Legislative redistricting is a complicated and messy process that’s far too often riddled with the inherent conflicts of interest that come when politicians draw the boundaries of their own districts. And, as has been made clear over the past week, Boston — where state legislators invented gerrymandering in the 19th century — remains no exception.
After a federal judge struck down a new map of Boston City Council districts that the council passed and the mayor signed last year, citing a potential violation of the Constitution’s 14th Amendment, the city’s lawmakers have been scrambling to pass a new map in time to avoid postponing this year’s council elections.

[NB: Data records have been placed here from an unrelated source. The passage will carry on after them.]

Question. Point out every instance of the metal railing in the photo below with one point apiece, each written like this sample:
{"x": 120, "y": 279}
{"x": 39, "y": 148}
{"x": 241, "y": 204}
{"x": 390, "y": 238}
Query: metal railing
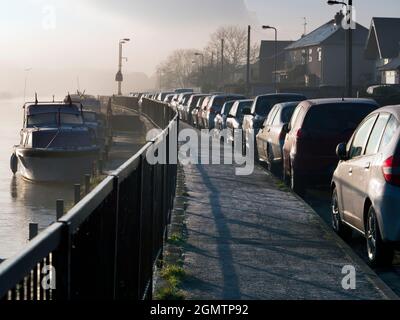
{"x": 106, "y": 246}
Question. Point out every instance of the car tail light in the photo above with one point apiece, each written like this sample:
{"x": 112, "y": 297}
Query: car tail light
{"x": 300, "y": 134}
{"x": 282, "y": 135}
{"x": 391, "y": 170}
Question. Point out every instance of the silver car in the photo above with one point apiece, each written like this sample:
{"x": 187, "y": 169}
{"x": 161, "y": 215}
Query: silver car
{"x": 366, "y": 185}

Dividing the city into nine districts of roughly equal population, while respecting the requirements in the Voting Rights Act to provide opportunities for racial minorities to gain political power, would be challenging under the best of circumstances. But political motivations and electoral self preservation seem to be clouding the council’s debate on where to draw the new district lines, which only underscores the need for independent redistricting commissions that would take council district drawing out of the hands of politicians.
“There’s funny business happening here and I just wanna name that for the record,” Boston City Councilor Julia Mejia said at a hearing on Monday, alluding to what she referred to as a “power struggle” and various political interests at play behind the scenes. While Mejia didn’t expand on what she meant, the reality is that it’s hard to ignore the councilors’ own political stakes in the final map.
Just take a look at some of the precincts that have been subject to some of the most contentious arguments in recent City Council hearings. Two of those precincts lie in Mattapan and, as of the last redistricting process 10 years ago, fall within District 5, which is represented by Ricardo Arroyo. And while the council has been considering moving them back into District 4 in order to balance population changes there, Arroyo has argued that maintaining the majority of Mattapan in his district better serves the neighborhood.
That may well be true, and it’s a valid concern. In an interview with the editorial board, state Representative Russell Holmes, who lives in and represents that area, echoed Arroyo’s concerns that further splitting Mattapan between the two districts would end up diluting the neighborhood’s voters and, ultimately, weakening their voice. But what’s also true is that the precincts that Arroyo is vociferously fighting for happen to be the ones that he performed well in during last year’s election for Suffolk district attorney — which he ultimately lost to Kevin Hayden — while the ones he’s willing to discard are ones he fared poorly in, like the precinct that runs along the border of Roslindale and West Roxbury.
Of course, that could all be a coincidence, but on several different occasions, Arroyo specifically referenced his past election results in certain precincts when privately negotiating his district lines, according to three people with firsthand knowledge of those conversations. Arroyo acknowledges he talked about his election results, but says he only did so in the context of illustrating racialized voting patterns — a consideration of the Voting Rights Act that aims to ensure that minority voters have a fair shot at electing a candidate of their choosing. Citing expert analysis reviewed by the council, he told the editorial board his election was used to show “that white and Latino voters don’t vote in alignment with Black voters in terms of their preferred candidate.”
Arroyo insists he has not considered his own electoral interests when thinking about what boundaries make the most sense for his district, but coincidences like this are enough to raise eyebrows, and that’s exactly the problem. In fact, all of Arroyo’s colleagues on the council share the same potential conflict of interest: Councilor Ed Flynn, for example, helped fund the lawsuit against the previously enacted map.
That’s ultimately why a handful of states, including California, Michigan, and Arizona, have entrusted redistricting to independent commissions. Independent commissions are not a silver bullet. In states that have them, results have been mixed, though promising: They have been less susceptible to politics and more concerned with advancing voting rights and meeting fundamental constitutional demands.
Because of the requirements of the 14th Amendment and the Voting Rights Act, those in charge of redistricting must find a delicate balance of addressing racial concerns — that is, not packing minority voters so as to concentrate their vote into a few districts and not diluting them among so many districts so as to deprive them of the ability to elect preferred candidates — all while avoiding using race as a predominant factor in determining where district lines are drawn. That’s the balancing act the council failed. The judge, citing the councilors’ own comments, found race played too prominent a role in drawing those lines.
Boston’s voters deserve a thoughtful approach that properly deals with the city’s racial divisions without muddying it with the city councilors’ own personalities or political interests. Councilors are supposed to vote on a final map on Wednesday so that the mayor has enough time to review it before the May 30 deadline. As they consider how to proceed with the map that will determine Boston’s legislative districts for the next decade, they should also be thinking about how to avoid a repeat of the way this process unfolded. The city’s voters deserve nothing less.